Nevertheless, despite their advantages, the Lansmanites were unable to sweep the board, losing three of the 12 seats to their critics. These defeats were limited because of the ‘first past the post’ system prescribed by the new, illegitimate constitution (illegitimate because it has never been put to a vote). Labour Party democracy is already in advance of Momentum’s in this respect, requiring transferable votes in its internal elections.

The ballot results circulated show that Momentum membership (“total eligible voters”) had reached 22,398 before the ballot opened, of whom only 7,559 voted. Unfortunately, the number of voters in each region is not given – perhaps that will appear on the website one day soon. The votes for each candidate is stated and, adding them up, we find the total votes cast is 29,000, of which only 12,429 – well under half – went to the Lansmanite slates. A total of 16,571 votes were cast for non-Lansmanite candidates, most of whom were variously critical of the coup and constitution. Under a transferable vote system, the outcome would have been much worse for Lansman. Truly, as socialist candidate Andrew Thompson rightly blogged, “the emperor has no clothes”.

In one of the three regions, the North and Scotland, oppositionists failed to present an identifiable slate. Out of 11 candidates, all four of the Lansmanites were elected, with a total of 4,260 votes, the other seven gaining 4,495. Two were backed by the Alliance for Workers’ Liberty: Camila Bassi (834) and Alan Runswick (705).

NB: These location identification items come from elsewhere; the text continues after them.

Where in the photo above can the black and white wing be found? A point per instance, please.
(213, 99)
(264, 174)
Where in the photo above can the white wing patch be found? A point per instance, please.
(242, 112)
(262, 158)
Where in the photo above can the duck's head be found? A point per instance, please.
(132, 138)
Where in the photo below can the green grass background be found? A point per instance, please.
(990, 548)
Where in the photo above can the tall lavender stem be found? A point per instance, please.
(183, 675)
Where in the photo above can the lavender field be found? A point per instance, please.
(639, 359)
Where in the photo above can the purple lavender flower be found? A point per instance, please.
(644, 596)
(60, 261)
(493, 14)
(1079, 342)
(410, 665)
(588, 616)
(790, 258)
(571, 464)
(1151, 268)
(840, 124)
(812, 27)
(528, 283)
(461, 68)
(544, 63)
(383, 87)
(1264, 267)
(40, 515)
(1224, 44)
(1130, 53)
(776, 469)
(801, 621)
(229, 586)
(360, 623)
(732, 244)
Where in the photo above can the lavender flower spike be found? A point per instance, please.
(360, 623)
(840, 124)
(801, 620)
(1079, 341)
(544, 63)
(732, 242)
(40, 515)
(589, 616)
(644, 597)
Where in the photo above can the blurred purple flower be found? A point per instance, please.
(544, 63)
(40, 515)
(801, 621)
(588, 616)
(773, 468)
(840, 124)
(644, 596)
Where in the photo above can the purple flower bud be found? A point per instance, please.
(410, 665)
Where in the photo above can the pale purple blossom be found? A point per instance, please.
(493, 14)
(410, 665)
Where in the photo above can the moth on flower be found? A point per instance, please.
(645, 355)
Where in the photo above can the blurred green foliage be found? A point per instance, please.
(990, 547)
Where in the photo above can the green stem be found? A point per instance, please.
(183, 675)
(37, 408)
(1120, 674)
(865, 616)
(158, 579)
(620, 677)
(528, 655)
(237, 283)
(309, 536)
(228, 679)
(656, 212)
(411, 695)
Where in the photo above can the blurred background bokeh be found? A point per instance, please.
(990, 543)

In the Midlands, Wales, East and West region there was a fudged oppositionist slate. Out of 18 candidates, the four Lansmanites gained only 3,519 votes, against a total of 6,334 votes for non-Lansmanite candidates. Three of the oppositionists tried to form a bloc with Andy Thompson (413 votes), but Andy asked members to vote for Rida Vaquas. Andy’s address had the best politics – “working class socialist principles”, “struggle for a socialist transformation of society”, “delegate democracy” and a sovereign national conference.

Perhaps that peculiar combination of factors partly explains why AWL-backed candidate Rida Vaquas topped the poll with 973 votes, knocking out Lansmanite candidate Sam Poulson (765). Rida’s forthright election address sharply criticised Lansman’s coup, promising to “fight for Momentum to be led by the grassroots membership and not by a clique at the top with no accountability whatsoever”. Momentum’s structures, she said, must be decided by members, “not by six people in a room in an email vote in less than an hour.”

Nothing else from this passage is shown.